For the image digitisation task, specimens were inspected for cleaning/remounting (if needed), before being taken to the digitisation station. A new numbering system was also devised, which implied adding to each specimen a vinyl sticker with a Barcode (Data Matrix format), as well as the corresponding text line (to ensure human and machine readability), representing the new catalogNumber (e.g. LISIXXXXXX, where X represents a number in the range [0-9]).
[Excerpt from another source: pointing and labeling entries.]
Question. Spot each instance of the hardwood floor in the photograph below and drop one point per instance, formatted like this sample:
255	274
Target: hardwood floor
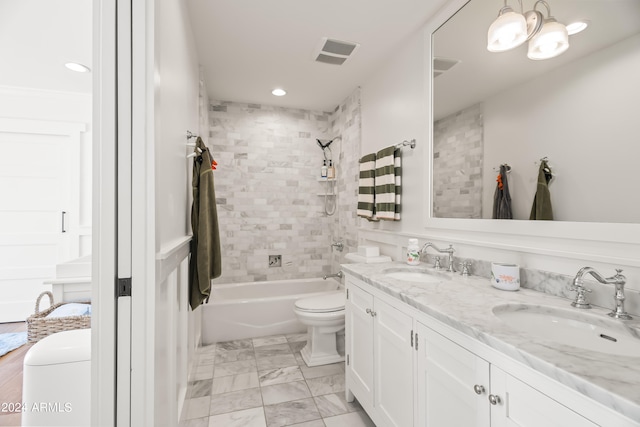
11	376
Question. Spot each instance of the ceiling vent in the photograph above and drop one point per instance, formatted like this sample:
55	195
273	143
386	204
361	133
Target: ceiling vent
336	52
441	65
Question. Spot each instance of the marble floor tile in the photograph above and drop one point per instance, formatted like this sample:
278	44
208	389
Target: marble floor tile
326	385
234	368
280	375
314	423
297	337
272	350
211	348
234	345
286	392
330	405
287	413
353	419
247	418
234	383
299	359
199	388
234	355
235	401
275	339
197	407
297	345
322	370
203	372
197	422
206	359
279	361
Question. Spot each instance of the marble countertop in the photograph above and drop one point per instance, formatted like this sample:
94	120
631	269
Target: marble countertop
466	303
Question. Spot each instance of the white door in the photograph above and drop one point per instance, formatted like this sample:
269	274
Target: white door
520	405
393	358
359	336
453	383
39	208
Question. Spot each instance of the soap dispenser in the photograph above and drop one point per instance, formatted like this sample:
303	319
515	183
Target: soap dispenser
413	252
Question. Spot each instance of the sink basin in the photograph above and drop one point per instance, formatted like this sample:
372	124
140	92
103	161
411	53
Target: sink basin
411	275
572	328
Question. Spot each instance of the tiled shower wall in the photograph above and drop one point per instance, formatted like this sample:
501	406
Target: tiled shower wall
346	123
457	164
268	190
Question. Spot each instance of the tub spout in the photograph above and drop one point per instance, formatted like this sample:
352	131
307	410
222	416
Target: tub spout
338	275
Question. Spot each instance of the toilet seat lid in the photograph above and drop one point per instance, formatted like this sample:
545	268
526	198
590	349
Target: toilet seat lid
333	301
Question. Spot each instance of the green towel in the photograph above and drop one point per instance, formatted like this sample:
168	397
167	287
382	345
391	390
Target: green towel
205	262
541	208
388	183
366	187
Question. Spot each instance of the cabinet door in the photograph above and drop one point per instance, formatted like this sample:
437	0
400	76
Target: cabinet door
522	406
393	358
453	383
359	343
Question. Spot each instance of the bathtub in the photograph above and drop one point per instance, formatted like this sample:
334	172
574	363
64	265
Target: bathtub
257	309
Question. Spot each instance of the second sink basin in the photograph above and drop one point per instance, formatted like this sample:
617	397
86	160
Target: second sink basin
411	275
572	328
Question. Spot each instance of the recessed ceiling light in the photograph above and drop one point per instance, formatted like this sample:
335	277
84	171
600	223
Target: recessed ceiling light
74	66
576	27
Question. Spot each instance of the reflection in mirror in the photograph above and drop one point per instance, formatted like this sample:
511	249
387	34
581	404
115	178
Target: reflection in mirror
580	110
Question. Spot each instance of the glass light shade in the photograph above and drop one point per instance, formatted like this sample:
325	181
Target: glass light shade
551	41
576	27
508	31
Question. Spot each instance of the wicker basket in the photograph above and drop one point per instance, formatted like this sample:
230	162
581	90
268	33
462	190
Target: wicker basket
40	326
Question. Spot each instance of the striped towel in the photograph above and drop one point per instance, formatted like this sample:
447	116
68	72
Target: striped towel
388	183
366	190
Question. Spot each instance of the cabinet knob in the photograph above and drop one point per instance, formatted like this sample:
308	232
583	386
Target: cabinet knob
494	399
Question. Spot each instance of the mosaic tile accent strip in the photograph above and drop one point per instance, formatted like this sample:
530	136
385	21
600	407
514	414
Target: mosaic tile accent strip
457	164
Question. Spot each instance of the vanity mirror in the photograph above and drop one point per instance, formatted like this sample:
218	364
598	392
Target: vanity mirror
580	110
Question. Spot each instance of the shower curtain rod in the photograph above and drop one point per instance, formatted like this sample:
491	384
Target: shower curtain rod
404	143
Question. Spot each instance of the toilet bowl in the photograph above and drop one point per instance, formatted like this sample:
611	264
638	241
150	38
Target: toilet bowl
56	387
324	317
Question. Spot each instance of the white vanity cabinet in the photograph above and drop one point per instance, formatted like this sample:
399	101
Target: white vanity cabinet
380	357
458	388
407	368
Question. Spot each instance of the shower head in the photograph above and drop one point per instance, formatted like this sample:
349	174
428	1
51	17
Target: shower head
324	146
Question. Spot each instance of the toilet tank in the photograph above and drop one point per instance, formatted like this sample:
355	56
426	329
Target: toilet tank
56	385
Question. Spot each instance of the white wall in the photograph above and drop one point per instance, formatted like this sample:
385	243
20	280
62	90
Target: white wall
395	106
176	111
394	109
37	104
590	148
166	103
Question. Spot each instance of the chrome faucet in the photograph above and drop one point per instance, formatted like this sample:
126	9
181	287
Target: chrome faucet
338	245
448	251
338	275
618	281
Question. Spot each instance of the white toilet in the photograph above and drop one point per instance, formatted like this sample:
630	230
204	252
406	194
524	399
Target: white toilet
56	387
324	317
Digital imaging of specimens was then carried out, involving:

  1. Image capture and file renaming (according to the specimen new catalogNumber) of each specimen;
  2. Locating the specimen record in Specify;
  3. Checking minimal data correctness or adding a new record (with minimal data) to Specify. Often, an additional verification of the collection locality correctness was also performed, mainly on previously existing location data (since new specimen georeferencing is a high time-consuming, tool and source data demanding job that is better performed as a specific, optimised task at a later moment).

Monitoring of digitisation rates was performed informally, by registering day-by-day imaging rates on a spreadsheet. Log data in Specify database (e.g. create or update timestamps) are an option, but in a limited way, because record creation date relates to the date of data imports to Specify, and update date can vary if record is edited multiple times or by multiple database users.

The numbers obtained are highly conditioned by a number of factors, which vary dynamically and for person to person. Some of the most significant influencing factors seem to be:

  • Digitiser/database operator’s experience level and familiarity with equipment and its setup;
  • Up-to-date level of information in the database. Groups of specimens recently reviewed require fewer effort to update data (e.g. taxonomic updates in the database);
  • Image station acquisition speed (e.g. flatbed scanners are much slower then planetary scanners);
  • Handwritten labels readability, detail level (especially regarding specimen collection location data) and correctness;
  • Frequency of ‘new record’ operations, which are more time-consuming then ‘minimal data checking’ operations;
  • The need for ‘resting breaks’ from the operator, since the tasks performed demand a high level of concentration, which is hard to maintain over long periods of time.

Over a period of 169 working days (about 8 working months, and considering a 7 hour/day journey) overall figures showed an average of 50 and a median of 48 specimens digitised and database checked, per day. Considering just the imaging tasks, this number can easily rise to about 150 specimens processed by day. The figure below provides a quick view of the spread of rates for the whole period.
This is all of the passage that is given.